Apologies for the poor topic, it was the best I could do, sad as that is.
I'm really struggling with this but here's what I'm trying to do. I have a large number of documents that are in RTF format. The documents themselves would have more value if augmented with some additional information so I'm basically injecting that information into the document/s after the last paragraph. Imagine it looks like....
This is a document with a lengthy text
it contains a number of paragraphs
and at the end
I'll add some markers that indicate additional information I'd like to pull out and add as additional fields
additionalfield1: this is information associated with additionalfield1
additionalfield2: information associated with additionalfield2
FSCrawler extracts the text from the documents and I'm guessing I want/need a processing pipeline before the document gets indexed. In the above example, I thought it would make sense to extract what follows additionalfield1: into its own field, same with additionalfield2, before removing the two from the source that gets indexed (though maybe that's a bad idea as the person searching couldn't actually confirm, visually, that that information was indeed present in the document that was indexed).
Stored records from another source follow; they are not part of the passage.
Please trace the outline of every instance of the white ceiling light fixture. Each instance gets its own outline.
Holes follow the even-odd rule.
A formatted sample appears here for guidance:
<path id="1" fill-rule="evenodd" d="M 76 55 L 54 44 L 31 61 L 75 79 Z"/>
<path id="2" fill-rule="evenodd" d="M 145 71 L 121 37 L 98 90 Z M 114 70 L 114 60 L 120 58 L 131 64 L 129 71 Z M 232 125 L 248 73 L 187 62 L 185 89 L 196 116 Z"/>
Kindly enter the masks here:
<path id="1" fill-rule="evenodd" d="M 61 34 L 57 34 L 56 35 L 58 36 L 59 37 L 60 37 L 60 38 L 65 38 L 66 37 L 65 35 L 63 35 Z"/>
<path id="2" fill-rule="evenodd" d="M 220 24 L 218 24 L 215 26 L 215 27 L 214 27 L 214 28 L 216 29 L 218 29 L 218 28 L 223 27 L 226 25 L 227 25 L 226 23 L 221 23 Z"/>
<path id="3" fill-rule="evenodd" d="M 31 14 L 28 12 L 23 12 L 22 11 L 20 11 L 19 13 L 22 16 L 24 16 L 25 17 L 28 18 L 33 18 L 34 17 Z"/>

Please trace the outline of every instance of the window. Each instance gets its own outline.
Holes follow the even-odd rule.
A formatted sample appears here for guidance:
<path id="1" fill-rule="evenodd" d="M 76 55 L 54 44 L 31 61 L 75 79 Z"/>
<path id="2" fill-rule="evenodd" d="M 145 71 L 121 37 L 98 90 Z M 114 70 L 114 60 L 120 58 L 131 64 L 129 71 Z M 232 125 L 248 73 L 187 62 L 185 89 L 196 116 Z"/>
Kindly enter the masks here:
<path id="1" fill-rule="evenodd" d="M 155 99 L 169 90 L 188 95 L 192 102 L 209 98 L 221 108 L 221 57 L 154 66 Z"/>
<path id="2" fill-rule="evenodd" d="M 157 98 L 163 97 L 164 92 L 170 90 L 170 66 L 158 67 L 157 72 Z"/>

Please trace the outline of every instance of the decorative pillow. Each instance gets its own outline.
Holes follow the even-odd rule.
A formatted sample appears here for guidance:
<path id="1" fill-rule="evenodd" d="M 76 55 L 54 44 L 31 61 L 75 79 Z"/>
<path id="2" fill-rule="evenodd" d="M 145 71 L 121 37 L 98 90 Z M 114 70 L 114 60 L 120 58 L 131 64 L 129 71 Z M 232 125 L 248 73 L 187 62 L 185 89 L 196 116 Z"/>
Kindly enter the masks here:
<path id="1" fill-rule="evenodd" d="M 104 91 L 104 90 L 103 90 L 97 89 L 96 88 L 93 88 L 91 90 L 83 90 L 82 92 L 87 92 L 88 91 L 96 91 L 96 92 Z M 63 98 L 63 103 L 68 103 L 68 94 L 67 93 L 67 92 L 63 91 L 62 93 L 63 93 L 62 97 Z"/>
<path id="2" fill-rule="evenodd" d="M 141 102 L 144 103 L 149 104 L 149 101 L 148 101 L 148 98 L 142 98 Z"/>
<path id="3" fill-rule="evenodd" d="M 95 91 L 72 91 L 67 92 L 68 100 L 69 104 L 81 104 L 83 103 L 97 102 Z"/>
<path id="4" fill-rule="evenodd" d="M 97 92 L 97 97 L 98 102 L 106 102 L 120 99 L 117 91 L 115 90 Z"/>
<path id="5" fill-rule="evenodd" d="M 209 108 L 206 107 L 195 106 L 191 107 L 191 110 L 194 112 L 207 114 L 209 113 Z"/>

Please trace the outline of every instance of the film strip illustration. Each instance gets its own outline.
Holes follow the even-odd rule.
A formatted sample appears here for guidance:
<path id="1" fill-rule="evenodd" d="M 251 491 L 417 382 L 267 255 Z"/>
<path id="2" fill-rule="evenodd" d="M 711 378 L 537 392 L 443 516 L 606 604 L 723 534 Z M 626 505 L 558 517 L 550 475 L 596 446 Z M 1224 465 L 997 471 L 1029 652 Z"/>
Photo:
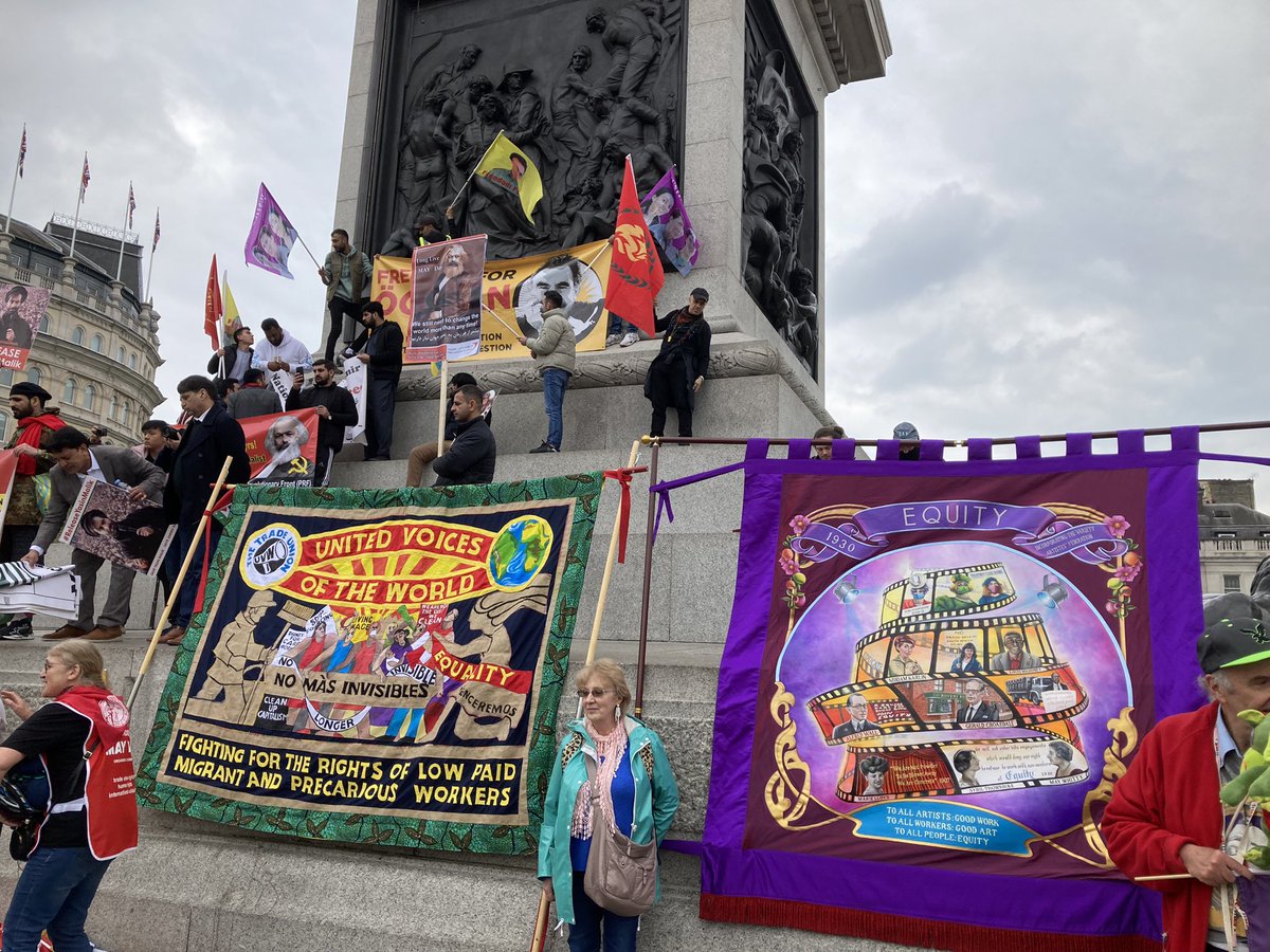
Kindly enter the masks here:
<path id="1" fill-rule="evenodd" d="M 914 571 L 884 590 L 878 630 L 856 642 L 852 683 L 808 702 L 823 743 L 843 748 L 841 800 L 1088 777 L 1072 722 L 1088 694 L 1039 614 L 991 614 L 1016 597 L 999 562 Z"/>
<path id="2" fill-rule="evenodd" d="M 826 743 L 834 746 L 857 735 L 1044 729 L 1068 721 L 1088 702 L 1071 665 L 1050 664 L 1017 674 L 941 674 L 846 684 L 812 698 L 808 708 Z"/>
<path id="3" fill-rule="evenodd" d="M 996 611 L 1017 598 L 1001 562 L 919 569 L 883 592 L 880 627 Z"/>
<path id="4" fill-rule="evenodd" d="M 853 741 L 837 795 L 850 803 L 1082 783 L 1090 765 L 1071 722 L 1026 737 L 884 745 Z"/>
Firstly, does that make sense and would you use multiple patterns to match, one for each field, or is there a better way to do this? Given each of these "special" fields can only appear once and it'll be at the start of a line, but at the end of the actual document, will it be dreadfully slow and is there a way to search for it bottom up, so to speak?
Second, I can't for the life of me create a grok pattern that matches the above. A simple regex like
(?<=additionalfield1:).*$ (multi-line) returns what I'd like to set the field additionalfield1 to but I can't turn that into a custom grok pattern. Any help with this and the above would be much appreciated.